In between the constellations Cassiopeia and Pegasus like an innocent looking blur in the sky. The blur is the Andromeda Galaxy or M31, it's the most distant object that we can still see with the naked eye. Probably because it's such a large galaxy. That innocent looking blur in the sky is looking on our galaxy, the Milky Way, with hungry eyes.
Like so many galaxies, Andromeda is very prone to galactic cannibalism. Galactic cannibalism is when two galaxies pass too near to each other and the galaxy with the stronger gravitational force strips the other of it's planets and "eats" it. Of course, Andromeda isn't the only galaxy that likes to eat it's neighbors, evidence shows that even the Milky Way has done it in the past.
Most of the objects around our galaxy are redshifted, which means they are moving away from us. However, astrophysicists have found that the Andromeda galaxy is blueshifted, which means it is coming at us.

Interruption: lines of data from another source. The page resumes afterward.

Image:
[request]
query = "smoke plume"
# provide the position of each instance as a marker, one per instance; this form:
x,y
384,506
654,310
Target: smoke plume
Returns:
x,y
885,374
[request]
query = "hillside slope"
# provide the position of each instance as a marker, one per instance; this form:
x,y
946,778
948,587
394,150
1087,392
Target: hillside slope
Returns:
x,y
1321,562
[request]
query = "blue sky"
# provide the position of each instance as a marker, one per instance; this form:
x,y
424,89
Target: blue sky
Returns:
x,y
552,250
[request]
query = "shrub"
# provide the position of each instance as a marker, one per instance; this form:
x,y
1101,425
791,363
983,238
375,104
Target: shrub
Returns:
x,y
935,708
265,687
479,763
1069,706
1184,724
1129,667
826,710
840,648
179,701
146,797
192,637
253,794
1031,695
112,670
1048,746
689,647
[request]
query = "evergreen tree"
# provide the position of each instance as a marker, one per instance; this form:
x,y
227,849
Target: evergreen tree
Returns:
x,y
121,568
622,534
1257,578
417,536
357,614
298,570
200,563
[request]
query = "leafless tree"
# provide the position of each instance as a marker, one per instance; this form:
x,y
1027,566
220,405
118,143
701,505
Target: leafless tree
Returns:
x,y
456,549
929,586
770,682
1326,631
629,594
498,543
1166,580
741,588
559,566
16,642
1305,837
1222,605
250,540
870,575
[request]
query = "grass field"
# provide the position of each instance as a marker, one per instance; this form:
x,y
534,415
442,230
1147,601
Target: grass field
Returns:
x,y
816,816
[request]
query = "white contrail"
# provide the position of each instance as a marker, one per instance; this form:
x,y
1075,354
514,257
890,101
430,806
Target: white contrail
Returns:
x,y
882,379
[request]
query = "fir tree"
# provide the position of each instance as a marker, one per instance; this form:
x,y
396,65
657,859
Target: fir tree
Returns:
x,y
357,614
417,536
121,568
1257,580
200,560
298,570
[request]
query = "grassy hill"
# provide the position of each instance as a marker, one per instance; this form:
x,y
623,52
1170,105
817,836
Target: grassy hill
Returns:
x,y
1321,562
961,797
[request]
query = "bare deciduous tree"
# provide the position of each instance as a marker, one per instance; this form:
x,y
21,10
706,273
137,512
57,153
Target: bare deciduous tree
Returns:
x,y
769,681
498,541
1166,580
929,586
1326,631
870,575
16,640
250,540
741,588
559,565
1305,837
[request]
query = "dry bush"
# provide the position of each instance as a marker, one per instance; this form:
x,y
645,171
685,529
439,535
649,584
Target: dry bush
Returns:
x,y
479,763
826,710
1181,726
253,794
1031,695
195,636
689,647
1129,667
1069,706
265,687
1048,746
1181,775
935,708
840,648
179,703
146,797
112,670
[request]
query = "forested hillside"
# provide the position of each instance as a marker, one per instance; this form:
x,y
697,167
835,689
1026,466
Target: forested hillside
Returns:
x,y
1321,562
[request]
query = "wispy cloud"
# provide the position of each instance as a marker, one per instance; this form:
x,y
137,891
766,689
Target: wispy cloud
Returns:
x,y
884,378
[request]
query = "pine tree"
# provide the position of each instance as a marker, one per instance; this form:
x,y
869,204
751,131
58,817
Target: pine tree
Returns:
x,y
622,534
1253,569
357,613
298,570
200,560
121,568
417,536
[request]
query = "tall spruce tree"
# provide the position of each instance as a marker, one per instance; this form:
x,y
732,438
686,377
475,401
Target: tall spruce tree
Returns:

It's believed that galactic cannibalism is quite a common occurence in the universe, but we have such a limited scope of the universe that there is no exact way to measure how often. It's just the nature of the universe that big galaxies get bigger and smaller ones are eventually absorbed. It seems that the universe is still settling after the events of the big bang.
This may sound like the end of life for us, but unless you plan for living for billions of years there's no reason to fear. The fight between Andromeda and the Milky Way is about 4.5 billion years away. 
By then, the Earth very well may have exhausted all the life on it anyway.
They estimate that in about two billion years the process will start when our galaxies float past each other. A tail of stars will become entangled around Andromedas' tail and we'll absorb into each other. The Andromeda galaxy is home to trillions of stars and evidence suggests that it's absorbed several other galaxies in the past, but the exact number is unknown. It's possible when our two galaxies combine, that no catastrophic event will happen, merely that the night sky will change drastically. The trillions of stars in the Andromeda galaxy are spaced about as big as two grains of sand separated by a football field, so it is likely that our solar system will just find a small empty space to make home without any damaging collisions.
Though a collision is only one of the worries, the more pressing worry for life on Earth in those billions of years is where the sun will be. If it ends up too far, we'll freeze, too close, we'll boil. Or of course the sun could become obscured by one of the many clouds of gas and dust that gives every galaxy it's color. In the end, if nothing major happens, it will give humans a vastly better range on the universe, a closer look at stars that were previously unexaminable or undiscovered, and a brilliant new night sky.